The tests examine the genetics of tumors removed for biopsy for mutations that make them susceptible to treatment.

The EGFR mutation test may also help AstraZeneca win regulatory approval for use of their drugs as initial therapies. Currently the TK inhibitors are approved for use only after other drugs fail. In the case of gefitinib, the drug works only in about 10% of patients with advanced non-small cell lung cancer, the most common type of lung cancer.

==Adverse effects==
As gefitinib is a selective chemotherapeutic agent, its tolerability profile is better than previous cytotoxic agents. Adverse drug reactions (ADRs) are acceptable for a potentially fatal disease.

Acne-like rash is reported very commonly. Other common adverse effects (≥1% of patients) include: diarrhoea, nausea, vomiting, anorexia, stomatitis, dehydration, skin reactions, paronychia, asymptomatic elevations of liver enzymes, asthenia, conjunctivitis, blepharitis.

Infrequent adverse effects (0.1–1% of patients) include: interstitial lung disease, corneal erosion, aberrant eyelash and hair growth.

== Resistance ==
Gefitinib and other first-generation EGFR inhibitors reversibly bind to the receptor protein, effectively competing for the ATP binding pocket.
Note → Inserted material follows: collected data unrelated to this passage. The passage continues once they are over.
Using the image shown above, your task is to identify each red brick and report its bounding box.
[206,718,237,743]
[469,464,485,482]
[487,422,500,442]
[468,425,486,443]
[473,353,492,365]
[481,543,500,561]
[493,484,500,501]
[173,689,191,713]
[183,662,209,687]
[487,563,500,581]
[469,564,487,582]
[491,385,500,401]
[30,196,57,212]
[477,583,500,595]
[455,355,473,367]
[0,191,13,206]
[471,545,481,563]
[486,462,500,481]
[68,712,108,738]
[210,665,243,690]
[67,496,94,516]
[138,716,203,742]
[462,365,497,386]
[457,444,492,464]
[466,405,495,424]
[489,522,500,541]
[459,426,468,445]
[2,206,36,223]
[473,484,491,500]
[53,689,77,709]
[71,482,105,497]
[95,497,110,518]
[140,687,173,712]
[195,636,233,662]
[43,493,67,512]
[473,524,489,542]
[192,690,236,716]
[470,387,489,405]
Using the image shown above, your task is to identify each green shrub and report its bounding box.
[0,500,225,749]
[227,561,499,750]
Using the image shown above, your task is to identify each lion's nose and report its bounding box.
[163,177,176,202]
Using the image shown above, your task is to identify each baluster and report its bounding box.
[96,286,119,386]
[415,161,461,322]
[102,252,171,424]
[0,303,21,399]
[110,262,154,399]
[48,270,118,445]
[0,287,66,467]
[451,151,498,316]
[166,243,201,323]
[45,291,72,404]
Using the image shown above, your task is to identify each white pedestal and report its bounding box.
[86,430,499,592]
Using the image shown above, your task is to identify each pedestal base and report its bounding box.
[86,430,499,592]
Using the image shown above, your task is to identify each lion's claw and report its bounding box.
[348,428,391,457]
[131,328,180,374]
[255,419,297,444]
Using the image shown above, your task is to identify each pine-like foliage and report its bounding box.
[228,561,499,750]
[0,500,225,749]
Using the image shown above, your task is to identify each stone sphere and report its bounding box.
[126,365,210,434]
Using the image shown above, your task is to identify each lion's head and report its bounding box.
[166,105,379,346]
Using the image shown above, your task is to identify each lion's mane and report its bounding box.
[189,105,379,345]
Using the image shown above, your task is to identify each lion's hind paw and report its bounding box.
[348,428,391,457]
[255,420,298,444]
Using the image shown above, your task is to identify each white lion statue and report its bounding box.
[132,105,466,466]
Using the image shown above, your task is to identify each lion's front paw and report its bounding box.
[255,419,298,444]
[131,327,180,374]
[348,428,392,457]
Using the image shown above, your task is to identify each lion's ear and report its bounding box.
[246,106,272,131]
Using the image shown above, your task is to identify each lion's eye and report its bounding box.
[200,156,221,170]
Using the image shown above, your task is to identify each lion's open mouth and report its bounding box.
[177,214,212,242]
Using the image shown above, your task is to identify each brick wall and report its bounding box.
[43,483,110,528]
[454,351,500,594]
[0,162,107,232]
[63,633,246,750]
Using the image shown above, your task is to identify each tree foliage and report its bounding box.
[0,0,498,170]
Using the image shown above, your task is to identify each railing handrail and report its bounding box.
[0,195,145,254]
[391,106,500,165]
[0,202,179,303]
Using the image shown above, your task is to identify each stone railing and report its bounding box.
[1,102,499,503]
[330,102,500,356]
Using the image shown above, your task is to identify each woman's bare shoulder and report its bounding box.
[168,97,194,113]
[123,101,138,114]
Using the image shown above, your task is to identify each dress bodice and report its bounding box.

Secondary mutations can arise that alter the binding site, the most common mutation being T790M, where a threonine is replaced by a methionine at amino acid position 790, which is in the ligand-binding domain that typically binds ATP. Threonine 790 is the gatekeeper residue, meaning it is key in determining specificity in the binding pocket. When it is mutated into a methionine, researchers originally hypothesized that it caused drug inhibition due to the steric hindrance of the bulkier methionine that selected for the binding of ATP instead of gefitinib. As of 2008, the current hypothesized mechanism is that resistance to gefitinib is conveyed by increasing the ATP affinity of EGFR on an enzymatic level, meaning that the protein preferentially binds ATP over gefitinib.

In order to combat this acquired resistance to gefitinib and other first-generation inhibitors, researchers have used irreversible EGFR inhibitors like neratinib or dacomitinib, called tyrosine kinase inhibitors (TKIs). These new drugs covalently bind to the ATP binding pocket, so when they are attached to EGFR, they cannot be displaced by ATP. Even if the mutated versions of EGFR have a higher affinity for ATP, they will eventually use the irreversible inhibitors as ligands, which effectively shuts down their activity. When enough irreversible ligands have bound to EGFR, proliferation will be halted and apoptosis will be triggered through multiple pathways; for example, Bim can be activated after it is no longer inhibited by ERK, one of the kinases in the EGFR signaling pathway. Even with gefitinib halting progression of NSCLC, the development of the cancer progresses after 9 to 13 months due to acquired resistances like the T790M mutation. These TKIs like dacomitinib extended overall survival by close to a year.